Pacific lagging behind in water and sanitation MDGs
UNICEF says the Pacific is lagging behind in water and sanitation Millennium Development Goals, with many people not having access to the basic human right.
Transcript
UNICEF New Zealand says four years after the Millennium Development Goals' global target for safe drinking water was met, the Pacific is still lagging far behind.
As World Water Day was marked this week, the executive director, Dennis McKinlay says many people in the Pacific do not have access to their basic right of water and sanitation.
He says the Pacific is tied with Sub-Saharan Africa as having the lowest level of improved sanitation anywhere in the world.
Mr McKinlay told Mary Baines the Pacific is far off track to achieving either its sanitation or water Millennium Development Targets by 2015.
DENNIS MCKINLAY: It's still a problem accessing safe water. The Pacific Islands generally do not have good water systems and partly that's because of the dispersed nature of the population across many small islands, it makes it hard to service them.

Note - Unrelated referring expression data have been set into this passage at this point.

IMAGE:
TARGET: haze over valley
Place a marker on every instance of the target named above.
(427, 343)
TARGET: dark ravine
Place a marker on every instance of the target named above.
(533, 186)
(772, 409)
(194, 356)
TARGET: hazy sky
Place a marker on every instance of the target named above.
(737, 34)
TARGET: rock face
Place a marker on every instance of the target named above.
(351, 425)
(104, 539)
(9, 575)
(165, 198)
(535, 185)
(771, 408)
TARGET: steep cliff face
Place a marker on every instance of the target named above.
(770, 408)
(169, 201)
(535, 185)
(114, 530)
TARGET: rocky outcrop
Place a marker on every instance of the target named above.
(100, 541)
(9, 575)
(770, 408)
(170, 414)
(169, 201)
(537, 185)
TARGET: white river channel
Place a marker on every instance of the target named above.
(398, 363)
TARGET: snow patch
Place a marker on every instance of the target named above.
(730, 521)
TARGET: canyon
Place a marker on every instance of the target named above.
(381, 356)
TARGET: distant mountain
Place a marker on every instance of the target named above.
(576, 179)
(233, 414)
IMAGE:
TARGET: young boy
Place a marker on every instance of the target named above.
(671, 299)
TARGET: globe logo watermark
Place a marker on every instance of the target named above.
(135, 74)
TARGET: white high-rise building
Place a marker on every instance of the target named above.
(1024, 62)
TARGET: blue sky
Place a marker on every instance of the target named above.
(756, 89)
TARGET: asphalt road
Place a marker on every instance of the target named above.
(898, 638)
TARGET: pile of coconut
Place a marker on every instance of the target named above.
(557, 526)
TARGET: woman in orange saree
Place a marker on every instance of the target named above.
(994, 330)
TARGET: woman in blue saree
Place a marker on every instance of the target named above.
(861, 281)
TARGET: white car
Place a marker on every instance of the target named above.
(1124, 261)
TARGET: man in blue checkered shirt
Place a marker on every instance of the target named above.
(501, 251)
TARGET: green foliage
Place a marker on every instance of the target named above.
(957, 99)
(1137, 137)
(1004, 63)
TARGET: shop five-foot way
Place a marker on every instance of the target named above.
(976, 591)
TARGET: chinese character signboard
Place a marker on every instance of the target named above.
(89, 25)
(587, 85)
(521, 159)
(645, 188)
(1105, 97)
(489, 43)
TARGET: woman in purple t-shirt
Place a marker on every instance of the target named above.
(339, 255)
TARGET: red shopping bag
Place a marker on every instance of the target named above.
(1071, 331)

MARY BAINES: I understand almost four years after the world met the global target for clean drinking water in the Millennium Development Goals, obviously many people in the Pacific are still without clean drinking water. So why has the Pacific been left behind?
DM: Well it's partly scale. The countries that hold the most people that don't have access to water are China, where there's about 108 million, India, 99 million, Nigeria 63 million. So if you can do work where there's the most people, you have the most impact. And in general terms, the Pacific is smaller populations and it's also quite problematic because of people living in many small communities in the islands. Also the low levels of water - so Kiribati for example, where there's hardly a water table at all, you get into salination problems. So they really need to either purify salt water or they need water harvesting where they capture rainfall. So the problems in the Pacific are a bit more complicated.
MB: So how much progress do you think actually has been made since the Millennium Development Goals were put in place?
DM: There has been a lot of progress. Because in 2010 they said they had met 89 percent of the world's need for people to have safe water, and that was the target back in 2010. But we can't think well we've reached the Millennium Development Goal and you know things are tickety-boo. People are dying in the Pacific Islands because of lack of clean water, contaminated water, children get diarrhoea and other diseases.
MB: So what's being done about it? What kind of programmes are in place?
DM: In the Pacific it's about water harvesting, so a lot of rainfall so you capture it on the roof into guttering and put the water into tanks. In Vanuatu, for example, we are working on a system where small communities live in remote islands but it's quite mountainous, and there are streams with water fall. So the fall of the water is driving a ram pump, and the pump then pushes the water up to the village that is further up above the water level. And there's no electricity needed because we're using the energy from the fall of the water. So there are different solutions in different places. We're also looking at solar power to drive water pumps, because in the Pacific solar works well.
MB: What needs to be done post-2015 in a new set of goals?
DM: Well there will be a continuation around water and of course sanitation. Whether there will be specific targets or not is not clear yet. There is a bit of a sense that there may be some global targets but they'll also be looking for countries to set specific targets. But, you know, because water and sanitation is so critical to human health and development there's no question that they will be to the fore of the sustainable development goals.